In teaching students about proofs and their development, it helps to be able to demonstrate principles and strategies for developing proofs. Here are several useful ones that appear in A Logical Approach. They are perhaps obvious to the mature mathematician or computer scientist. However, to students they are not. Mathematicians and computer scientists have, in general, not discussed such principles and strategies, and that is one reason students have previously had trouble developing proofs.
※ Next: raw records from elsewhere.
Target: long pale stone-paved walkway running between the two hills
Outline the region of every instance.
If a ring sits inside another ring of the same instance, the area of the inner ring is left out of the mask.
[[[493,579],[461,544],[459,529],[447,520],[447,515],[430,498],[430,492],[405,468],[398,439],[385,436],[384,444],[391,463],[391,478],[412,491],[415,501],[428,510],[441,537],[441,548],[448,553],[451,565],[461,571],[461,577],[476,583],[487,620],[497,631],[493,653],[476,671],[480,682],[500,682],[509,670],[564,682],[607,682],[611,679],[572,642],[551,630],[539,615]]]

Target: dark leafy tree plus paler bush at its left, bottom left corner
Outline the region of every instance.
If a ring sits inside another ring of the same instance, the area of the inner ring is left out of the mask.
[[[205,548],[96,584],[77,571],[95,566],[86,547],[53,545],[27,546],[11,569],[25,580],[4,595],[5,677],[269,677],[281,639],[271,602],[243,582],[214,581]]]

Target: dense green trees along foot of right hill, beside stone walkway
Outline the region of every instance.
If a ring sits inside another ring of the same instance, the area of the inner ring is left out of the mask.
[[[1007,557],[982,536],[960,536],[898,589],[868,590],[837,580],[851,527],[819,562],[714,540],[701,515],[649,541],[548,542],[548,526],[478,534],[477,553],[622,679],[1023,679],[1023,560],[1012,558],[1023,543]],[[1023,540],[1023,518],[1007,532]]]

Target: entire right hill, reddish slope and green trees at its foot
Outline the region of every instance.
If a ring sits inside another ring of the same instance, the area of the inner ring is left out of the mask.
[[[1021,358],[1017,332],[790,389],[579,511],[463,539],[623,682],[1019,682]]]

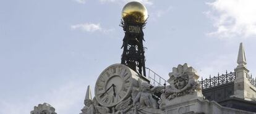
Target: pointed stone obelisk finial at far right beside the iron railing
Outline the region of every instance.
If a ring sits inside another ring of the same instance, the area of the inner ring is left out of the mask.
[[[237,67],[245,67],[246,63],[246,58],[245,58],[245,52],[244,52],[244,46],[242,46],[242,43],[240,43],[239,46],[239,52],[237,56]]]

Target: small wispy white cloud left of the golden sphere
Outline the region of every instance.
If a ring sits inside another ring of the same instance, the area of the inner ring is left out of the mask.
[[[101,30],[100,23],[79,23],[76,25],[71,26],[72,30],[82,30],[82,31],[88,31],[93,32],[96,30]]]

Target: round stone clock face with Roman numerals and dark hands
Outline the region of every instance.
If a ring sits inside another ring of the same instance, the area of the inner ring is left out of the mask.
[[[112,107],[124,100],[132,87],[130,68],[114,64],[106,68],[95,85],[96,100],[105,107]]]

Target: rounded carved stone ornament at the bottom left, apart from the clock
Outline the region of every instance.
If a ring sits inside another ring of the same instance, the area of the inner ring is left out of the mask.
[[[51,105],[43,103],[38,104],[38,106],[34,107],[34,110],[30,112],[30,114],[57,114],[55,112],[55,108],[53,108]]]

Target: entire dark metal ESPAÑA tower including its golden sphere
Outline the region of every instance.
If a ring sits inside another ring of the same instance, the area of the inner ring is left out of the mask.
[[[132,6],[132,7],[130,7]],[[130,2],[122,10],[120,26],[124,30],[121,63],[127,65],[140,75],[146,76],[145,51],[143,47],[143,28],[147,20],[147,9],[139,2]]]

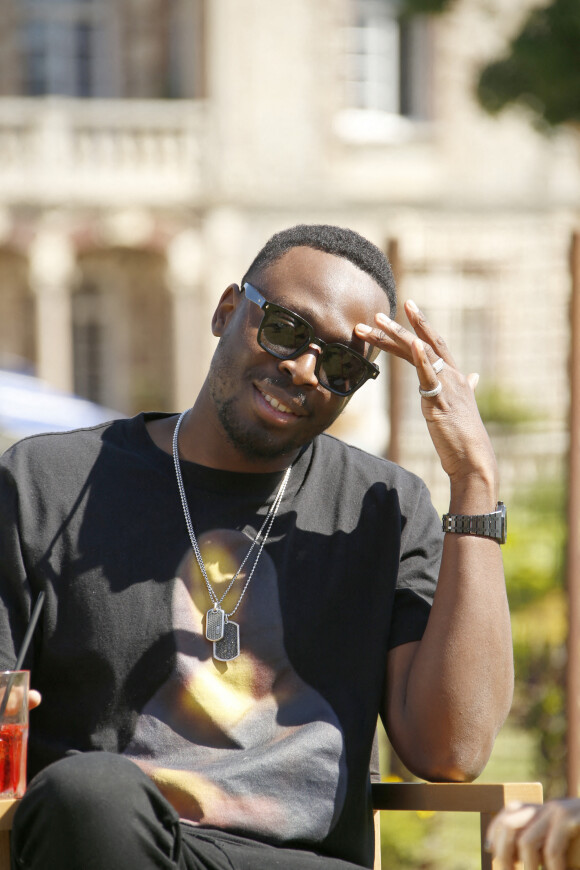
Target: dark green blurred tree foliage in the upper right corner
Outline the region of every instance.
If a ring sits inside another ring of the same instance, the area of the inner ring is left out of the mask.
[[[579,46],[580,0],[552,0],[533,9],[505,56],[482,70],[481,105],[496,114],[519,103],[547,127],[580,122]]]

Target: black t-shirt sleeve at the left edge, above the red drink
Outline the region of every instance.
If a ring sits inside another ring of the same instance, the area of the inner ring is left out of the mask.
[[[0,668],[14,667],[30,617],[30,587],[22,554],[19,499],[10,468],[0,460]]]

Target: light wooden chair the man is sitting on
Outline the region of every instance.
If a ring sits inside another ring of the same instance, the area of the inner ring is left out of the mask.
[[[485,832],[495,813],[513,800],[541,803],[542,786],[537,782],[504,783],[373,783],[376,808],[375,829],[384,810],[433,810],[435,812],[473,812],[480,814],[482,838],[481,866],[493,870],[494,862],[483,849]],[[0,800],[0,870],[10,870],[10,830],[17,801]],[[379,832],[380,843],[380,832]],[[380,870],[380,848],[375,870]],[[580,835],[568,850],[568,870],[580,870]]]

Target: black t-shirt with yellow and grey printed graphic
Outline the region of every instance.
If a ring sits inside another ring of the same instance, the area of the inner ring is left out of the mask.
[[[218,662],[173,461],[145,428],[155,416],[35,436],[0,462],[0,665],[14,663],[31,604],[47,595],[29,662],[43,695],[29,773],[70,751],[123,753],[192,824],[370,866],[387,652],[422,636],[439,569],[428,492],[392,463],[316,438],[232,617],[241,653]],[[221,597],[282,473],[181,468]]]

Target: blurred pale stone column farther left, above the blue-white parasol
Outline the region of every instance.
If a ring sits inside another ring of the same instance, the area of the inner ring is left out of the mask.
[[[30,283],[36,295],[37,374],[53,387],[71,392],[74,267],[74,251],[66,234],[41,229],[30,250]]]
• Heuristic. To prove P == Q, transform P == Q to a known theorem, transform P to Q, or transform Q to P.
  
  
• Heuristic. The operators that appear in an expression and the shape of its subexpressions focus the choice of theorems to be used in manipulating it. Therefore, in developing the next step of a proof, identify applicable theorems by matching theorems with the structure of the subexpressions of the current expression.
  
  
• Heuristic of Operator Elimination (fold/unfold). To prove a theorem about an operator, first eliminate the operator using its definition, then manipulate, and finally reintroduce the operator (if necessary).
  
  
• Heuristic. To prove P == Q, transform the side with the most structure (either P or Q) into the other.
  
  
• Principle. Structure proofs to minimize the number of rabbits pulled out of a hat --make each step seem obvious, based on the structure of the expression and the goal of manipulation.
  
  
• Principle. Lemmas can provide structure, bring to light interesting facts, and ultimately shorten a proof.
  
  
• Heuristic. Exploit the ability to parse theorems like Golden rule, p & q == p == q == p | q, in many different ways (using associativity and symmetry transparently).